“Veja, ilustre passageiro, esse belo tipo, faceiro,
que o senhor tem ao seu lado.
No entanto, acredite,
quase morreu de bronquite...
Salvou-o o Rhum Creosotado”
Esse era apenas um dos versos estampados no
interior do bonde, em uma faixa longitudinal à direita e outra à esquerda, destinadas à propaganda, que, à época, se diziam: “Reclames”.
Fotos impressas nos anúncios, nem pensar. Seriam caríssimas, então, os artistas da publicidade, desenhavam tipos humanos, alguns baseados em astros ou estrelas do cinema, outros em pessoas comuns, do povo, para ilustrar os “folders”, que, à época, eram simplesmente “cartazes”.
Eram propagandas de remédios, de cremes faciais, de revistas, de lojas, de “electrodomésticos”... Um mundo delicioso, que eu, garoto, ficava olhando deslumbrado.
Múltiplas cores, palavras bonitas, desenhos interessantes... Aquilo tudo ia ficando gravado...
Era o final da década de 1950, e eu, morando no bairro da Penha, em São Paulo, amava viajar de bonde para o centro da cidade (E era uma viagem, mesmo, de tão demorada), principalmente porque o meu tio Antonio, irmão de mamãe, era “motorneiro”, ou seja; conduzia o bonde, e, quando o encontrávamos, eu ficava ao seu lado, olhando o trânsito, os trilhos do bonde à nossa frente. Eu ia o caminho quase todo, pisando no botão da campainha, um pequeno botão no piso que o motorneiro usava para alertar os veículos ou pessoas que pudessem estar no caminho.
Blim Blim Blim Blim...
E lá ia eu, Blim Blim Blim Blim...
Pisando o botão da campainha... Blim Blim Blim Blim...
O amado Tio Antonio, todo sorridente, ia me explicando algumas coisas do bonde, me contando histórias maravilhosas.
Eu me sentia importantíssimo.
No Braz, passávamos frente à PIRANI, uma loja de departamentos enorme, que, infelizmente, anos após, veio a falir. Era linda de se ver. Vitrinas infindáveis, todas decoradas, cada uma com mercadorias diferentes. Luzes, cores, coisas deslumbrantes pro olhar infantil, pessoas andando para todos os lados.
Quando o bonde chegava à Praça Clóvis Bevilacqua, descíamos para fazer o que fora programado.
Lá eu amava ver os carrinhos de frutas, verdadeiras barracas ambulantes, cheios de maçãs, à época, importadas, todas brilhando, vermelhas... Peras, ameixas, laranjas, mangas, pêssegos, uvas...

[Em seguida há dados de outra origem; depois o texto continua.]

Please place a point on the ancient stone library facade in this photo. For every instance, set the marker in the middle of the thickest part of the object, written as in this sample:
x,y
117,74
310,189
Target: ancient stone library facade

Eu me deliciava só de olhar, e, normalmente, mamãe acabava comprando uma macã, que eu devorava com muita vontade.
Havia também, principalmente na praça da Sé, os “mascates” sujeitos que ficavam apregoando seus produtos. Canetas, “remédios milagrosos”, pomadas diversas, ferramentas... Loucura total.
Gritavam, esperneavam, cantavam, enganavam, e assim iam fazendo os seus negócios.
Eram bons de papo, conversa de vendedor mesmo. Alguns traziam macaquinhos, ou jibóias, ou usavam artifícios diversos para juntar a multidão à sua volta.
Aprendi que não era conveniente parar naquelas rodas pois havia muitos “punguistas”, que roubavam a carteira das pessoas que estivessem distraídas. Nessa época eu nem tinha carteira, mas já me cuidava...
Com o tempo, eu cresci, a cidade cresceu, o trânsito aumentou, os bondes se acabaram, meu tio se aposentou...
Bem; vou parar por aqui, pra voltar outro dia, falando de outras coisas da minha infância, senão vai dar a impressão que eu cresci no dia seguinte.